Wer am Vorabend zu lange über künstliche Intelligenz und Harry Harlows Experimente mit Rhesusaffenkindern geredet hat, muss am nächsten Tag in den Zoo gehen. Zu seinesgleichen.
Im Zoo hat sich vieles verändert seit dem letzten Besuch, der lange zurückliegt. Aber nach wie vor schauen hier die Lebendigen einander in die Augen. Die Umstände sind asymmetrisch. Als es jedoch gewittert und alle Welt, sofern sie noch nicht drin ist, ins Affenhaus eilt, ist es ein gemeinsames Schnattern und Quietschen, wenn Blitz und Donner herniedergehen. Die meisten Anwesenden essen gerne Bananen, tätscheln ihre Kinder und hätten es gerne einmal, dass die Kinder nicht so an ihnen hingen. Das tun die Kinder aber.
Es ist relevant, dass die einen danach ihrer Wege gehen können und die anderen nicht. Fast hat man das aus dem Blick verloren.
Es gibt Tiere, für die ein Zoo eine individuelle Katastrophe sein muss.

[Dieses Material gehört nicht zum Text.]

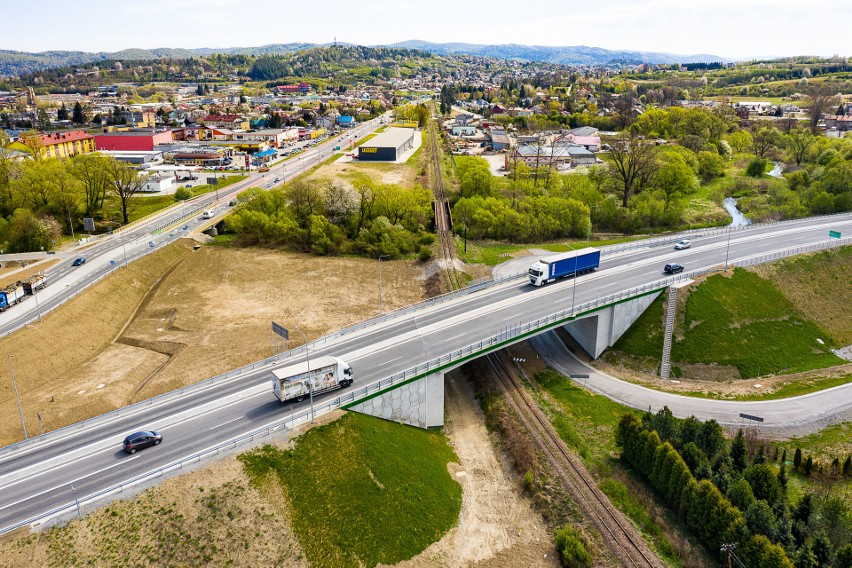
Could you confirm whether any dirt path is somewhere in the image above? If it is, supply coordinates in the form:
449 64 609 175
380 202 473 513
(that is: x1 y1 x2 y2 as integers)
384 374 559 568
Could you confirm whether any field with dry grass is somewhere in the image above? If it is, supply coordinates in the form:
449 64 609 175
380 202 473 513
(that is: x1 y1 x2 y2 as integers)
0 240 425 444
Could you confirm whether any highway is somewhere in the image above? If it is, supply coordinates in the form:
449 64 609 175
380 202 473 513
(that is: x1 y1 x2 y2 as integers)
0 115 380 336
0 215 852 531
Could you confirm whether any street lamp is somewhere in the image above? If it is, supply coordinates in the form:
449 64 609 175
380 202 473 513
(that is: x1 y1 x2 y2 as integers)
571 251 577 316
379 254 390 315
9 353 29 440
725 228 733 270
293 325 314 424
33 286 42 321
586 205 597 244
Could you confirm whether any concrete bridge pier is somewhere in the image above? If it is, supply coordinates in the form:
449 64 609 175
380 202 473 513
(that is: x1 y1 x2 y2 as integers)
347 372 444 428
564 290 662 359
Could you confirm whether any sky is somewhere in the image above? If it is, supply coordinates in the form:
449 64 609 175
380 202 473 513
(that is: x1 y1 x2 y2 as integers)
0 0 852 59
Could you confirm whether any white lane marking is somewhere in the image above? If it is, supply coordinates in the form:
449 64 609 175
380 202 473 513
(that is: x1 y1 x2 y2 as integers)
208 416 243 430
0 453 140 511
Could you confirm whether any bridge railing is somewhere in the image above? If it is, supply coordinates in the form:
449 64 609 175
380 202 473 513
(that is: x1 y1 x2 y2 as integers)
0 237 852 535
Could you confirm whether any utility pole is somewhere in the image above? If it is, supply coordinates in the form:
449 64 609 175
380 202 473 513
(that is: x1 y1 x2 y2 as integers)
725 228 732 270
293 325 314 424
379 254 390 315
720 542 737 568
9 353 29 440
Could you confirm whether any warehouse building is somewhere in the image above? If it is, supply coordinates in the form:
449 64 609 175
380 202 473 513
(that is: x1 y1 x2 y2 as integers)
358 128 416 162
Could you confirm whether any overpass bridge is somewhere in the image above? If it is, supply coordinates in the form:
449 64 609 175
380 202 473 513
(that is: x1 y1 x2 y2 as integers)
0 214 852 533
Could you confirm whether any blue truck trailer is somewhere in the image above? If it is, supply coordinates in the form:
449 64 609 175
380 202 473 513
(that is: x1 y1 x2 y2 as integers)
529 247 601 286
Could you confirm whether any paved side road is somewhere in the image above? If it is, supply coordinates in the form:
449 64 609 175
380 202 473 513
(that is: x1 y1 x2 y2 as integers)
531 331 852 437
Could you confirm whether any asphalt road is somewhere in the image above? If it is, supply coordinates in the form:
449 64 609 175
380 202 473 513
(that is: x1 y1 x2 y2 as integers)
532 331 852 435
0 116 380 336
0 168 852 531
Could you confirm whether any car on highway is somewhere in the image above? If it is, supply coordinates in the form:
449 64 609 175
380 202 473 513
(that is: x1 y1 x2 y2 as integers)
122 430 163 454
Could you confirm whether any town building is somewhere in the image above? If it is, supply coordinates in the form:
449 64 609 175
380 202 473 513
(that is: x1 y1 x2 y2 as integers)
95 128 174 152
358 128 417 162
11 130 95 158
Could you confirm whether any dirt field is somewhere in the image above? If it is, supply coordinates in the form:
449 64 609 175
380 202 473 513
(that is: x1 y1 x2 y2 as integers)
0 241 425 444
384 375 559 568
0 368 559 568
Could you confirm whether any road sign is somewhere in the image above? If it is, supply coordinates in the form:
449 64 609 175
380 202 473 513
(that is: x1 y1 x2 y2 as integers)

Andere zeigen auch hinter Gittern ihre Überlegenheit. Verstecken sich in einem läppisch dekorierten Glaskasten so gut, dass sie entweder erst nach zehn Minuten zu entdecken sind oder gar nicht. Die Schlange, die nach zehn Minuten zu entdecken ist, liegt genau in der Mitte der Vitrine, es ist nicht zu glauben. Sie hätte unsereinen aufgegessen, bevor wir sie gefunden hätten. Die Schlange, die nicht zu entdecken ist, beunruhigt die, die beharrlich sind. Im Zoo ist man allerdings nicht beharrlich, es ist ein Stromern auf engem oder weniger engem Raum, und außerdem sind alle Anwesenden ständig mit Essen und Trinken beschäftigt. Den Stoffwechsel haben wir alle gemeinsam, aber der Mensch ist nicht das hellste Licht auf der Torte. Im Dunkeln sieht er nichts, im Wasser ertrinkt er, im Schlamm versinkt er, in der Wüste macht er schlapp, der Tiger schnappt ihn, die Hyäne hetzt ihn, der Affe haut ihn, das Nashorn spießt ihn, die Schlange würgt ihn. Die Giraffe überholt ihn. Die Maus entwischt ihm. Dem Marabu ist er egal, obwohl er so lieb zu ihm hinschaut, also der Mensch zum Marabu. Dass die süßen Ottern zuschnappen, verdeutlicht eine Illustration, auf der zu sehen ist, wie riesige Zähne gleich in den verblödet hingehaltenen Finger beißen werden. Trotzdem wollen da schon wieder welche füttern. Nichts wie weg.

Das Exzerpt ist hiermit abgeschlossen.